In order to counter any loss of self-esteem and to maintain a healthy body image, I have learned to look at the things I do have control over and concentrate on improving them. I would say to myself, "how can I make my 'living half' be twice as good?" My once flabby arms are now more toned, not only through pushing my wheelchair but by working on them at the gym. Also, as much as I love junk food, I have made a big effort to eat healthy - most of the time! Having a good diet and exercising regularly has a two-fold effect. Not only does it make me feel great but I am also stronger and leaner, which helps to relieve the stress on the shoulders - especially for transfers. Another thing that I found myself doing was that I was comparing myself to other women of my "kind" - others with a similar SCI. These comparisons were not only natural but were more relevant to me. I found myself learning a lot from them and how I could also be happy once again.

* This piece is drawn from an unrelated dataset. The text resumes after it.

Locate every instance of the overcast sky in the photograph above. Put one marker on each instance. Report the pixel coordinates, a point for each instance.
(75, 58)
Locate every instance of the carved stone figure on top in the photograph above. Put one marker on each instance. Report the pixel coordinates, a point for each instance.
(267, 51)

Other things that help me maintain a positive body image include what most women like doing; such as shopping for clothes and make up, to getting my hair and nails done. Looking and feeling feminine helps me feel good about myself. Overall, and since the beginning, I aimed to keep doing the things that I used to do pre-SCI. This included getting my licence so I could drive myself around, maintaining my independence, and socialising with friends. I wanted to forget I was in a wheelchair, and I often did feel I was my old confident self again.

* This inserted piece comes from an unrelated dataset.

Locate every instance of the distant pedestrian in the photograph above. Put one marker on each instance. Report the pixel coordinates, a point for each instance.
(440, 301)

But sometimes someone or something will remind me of the truth. It could be a stare from an unwitting person or just seeing my reflection outside a shop window. But what do people see? Do they see me or the wheelchair? Whatever it may be, I now choose to ignore the looks I get from others. I know that most people are not only wishing me well but are praising my courage, if anything, and not thinking anything derogatory about the way that I look. It has taken a few years but I have accepted my new half paralysed body and so have my family and friends - and that is what is most important to me.